Daarnaast - en gelet op hetgeen ter gelegenheid van het onderzoek ter terechtzitting in hoger beroep aan de orde is gekomen - komt de bewezenverklaring mede te berusten op de hieronder weergegeven nadere overweging omtrent het bewijs.
De tenlastelegging
Het hof neemt hier uit het beroepen vonnis de weergave van de tenlastelegging over.

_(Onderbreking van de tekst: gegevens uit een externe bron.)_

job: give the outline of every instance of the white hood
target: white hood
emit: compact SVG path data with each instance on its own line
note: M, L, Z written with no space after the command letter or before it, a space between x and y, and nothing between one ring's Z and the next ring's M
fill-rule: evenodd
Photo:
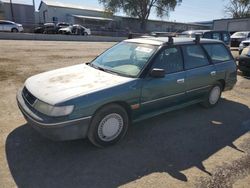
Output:
M130 80L80 64L32 76L25 86L39 100L54 105Z

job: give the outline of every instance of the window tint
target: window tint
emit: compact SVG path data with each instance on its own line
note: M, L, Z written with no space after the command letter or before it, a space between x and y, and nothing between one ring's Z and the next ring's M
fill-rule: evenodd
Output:
M184 64L186 69L209 65L209 61L199 45L183 46Z
M203 34L203 38L211 39L211 33L207 32Z
M213 33L212 39L220 40L220 33Z
M179 47L164 49L155 59L153 68L164 69L166 73L183 70L183 61Z
M222 44L205 44L203 45L213 63L228 61L231 59L230 54Z
M222 40L224 41L224 42L229 42L229 38L230 38L230 36L227 34L227 33L222 33Z

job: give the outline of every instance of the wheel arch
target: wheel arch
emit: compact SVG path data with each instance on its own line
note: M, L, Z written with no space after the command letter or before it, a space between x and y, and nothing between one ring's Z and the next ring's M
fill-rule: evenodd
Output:
M225 85L226 85L225 80L220 79L220 80L217 80L217 82L219 82L221 84L221 86L222 86L221 90L224 91L224 88L225 88Z
M128 104L127 102L125 102L125 101L112 101L112 102L103 104L102 106L100 106L98 109L95 110L95 112L94 112L94 114L93 114L93 116L92 116L92 119L93 119L93 117L95 116L95 114L96 114L99 110L101 110L102 108L105 108L105 106L112 105L112 104L117 104L117 105L123 107L124 110L125 110L125 111L127 112L127 114L128 114L129 121L132 120L132 110L131 110L129 104Z

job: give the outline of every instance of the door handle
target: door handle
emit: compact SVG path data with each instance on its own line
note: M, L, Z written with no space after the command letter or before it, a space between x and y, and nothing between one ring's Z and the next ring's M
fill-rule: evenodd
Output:
M185 82L185 79L184 79L184 78L178 79L178 80L177 80L177 84L183 84L184 82Z
M211 76L215 76L216 75L216 71L212 71L210 72Z

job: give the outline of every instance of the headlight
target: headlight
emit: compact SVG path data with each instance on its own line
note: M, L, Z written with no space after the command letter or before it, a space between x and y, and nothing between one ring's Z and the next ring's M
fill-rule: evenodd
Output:
M52 106L40 100L37 100L34 104L34 108L48 116L66 116L72 113L74 106Z

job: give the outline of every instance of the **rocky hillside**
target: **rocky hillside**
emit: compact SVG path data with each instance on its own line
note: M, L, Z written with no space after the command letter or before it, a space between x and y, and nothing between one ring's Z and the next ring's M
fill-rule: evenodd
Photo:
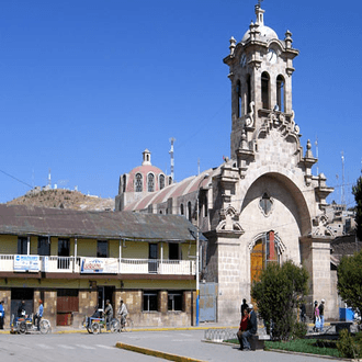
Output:
M24 196L8 202L8 205L72 208L87 211L113 211L114 199L87 196L78 191L64 189L32 190Z

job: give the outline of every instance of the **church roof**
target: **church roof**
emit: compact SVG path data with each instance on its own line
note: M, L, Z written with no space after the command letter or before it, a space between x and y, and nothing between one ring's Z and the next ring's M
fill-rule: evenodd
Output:
M0 234L189 241L195 240L196 227L179 215L0 204Z
M264 10L260 8L260 5L256 5L256 24L251 22L250 27L252 25L258 25L257 31L260 33L259 39L262 42L269 42L271 39L278 39L278 34L269 26L264 25L263 19ZM250 29L244 34L241 43L246 43L250 38Z
M160 204L167 202L170 197L180 197L193 192L197 189L207 188L208 183L212 181L213 177L220 172L220 167L215 169L206 170L197 176L189 177L178 183L172 183L161 191L152 192L147 196L135 201L134 203L127 205L125 211L140 211L148 207L151 204ZM208 174L207 178L205 176Z

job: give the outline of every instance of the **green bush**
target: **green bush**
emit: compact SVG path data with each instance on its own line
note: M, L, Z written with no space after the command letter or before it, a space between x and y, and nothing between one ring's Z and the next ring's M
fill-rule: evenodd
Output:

De door het hof gebruikte bewijsmiddelen
In aanvulling op de door de eerste rechter gebezigde bewijsmiddelen gebruikt het hof voor het bewijs het proces-verbaal, met nummer 2002017277-3, in de wettelijke vorm opgemaakt door J.W. Wensink, inspecteur van de verkeerspolitie van het Korps Landelijke Politiediensten, Verkeerspolitie, Unit Hoofddorp, voorzover dit inhoudt als verklaring van [slachtoffer] aan de verbalisant voornoemd:
"{Het hof: 'Na het ongeval'} bleek dat mijn arm gecompliceerd gebroken was. Ik ben naar het [ziekenhuis] gebracht. Ik werd niet geopereerd omdat men bang was mijn zenuwen te beschadigen. Ik ben in het gips gezet. Ik had nog erg veel pijn en ben regelmatig terug geweest in het ziekenhuis. Na vier weken werd een eerste zenuwtest gedaan. Daarna nog diverse malen. Er was geen neurologische vooruitgang. Op 21 augustus 2002, is mij verteld dat men zenuwen uit mijn kuit gaat transplanteren naar mijn arm in de hoop aldus verbetering te bewerkstelligen. Voor de breuk wordt een plaat in mijn arm gezet. Volgens mijn arts is de prognose somber. Ik moet er rekening mee houden dat ik mijn werk als touringcarchauffeur niet meer zal kunnen uitoefenen."
De bijzondere overwegingen omtrent het bewijs
A
De beslissing dat het bewezen verklaarde door de verdachte is begaan berust op de feiten en omstandigheden die zijn vervat in de hierboven bedoelde bewijsmiddelen, in onderlinge samenhang beschouwd.
B
De raadsman heeft ter gelegenheid van het onderzoek ter terechtzitting in hoger beroep de vrijspraak van verdachte bepleit, onder meer op grond van de omstandigheid dat -naar het hof begrijpt-
zo verdachte reeds feitelijk de hem tenlastegelegde gedragingen heeft verricht, hij dan nog niet kan worden aangemerkt als verkeersdeelnemer in de zin van artikel 6 van de Wegenverkeerswet.
C
Het hof overweegt te dien aanzien als volgt.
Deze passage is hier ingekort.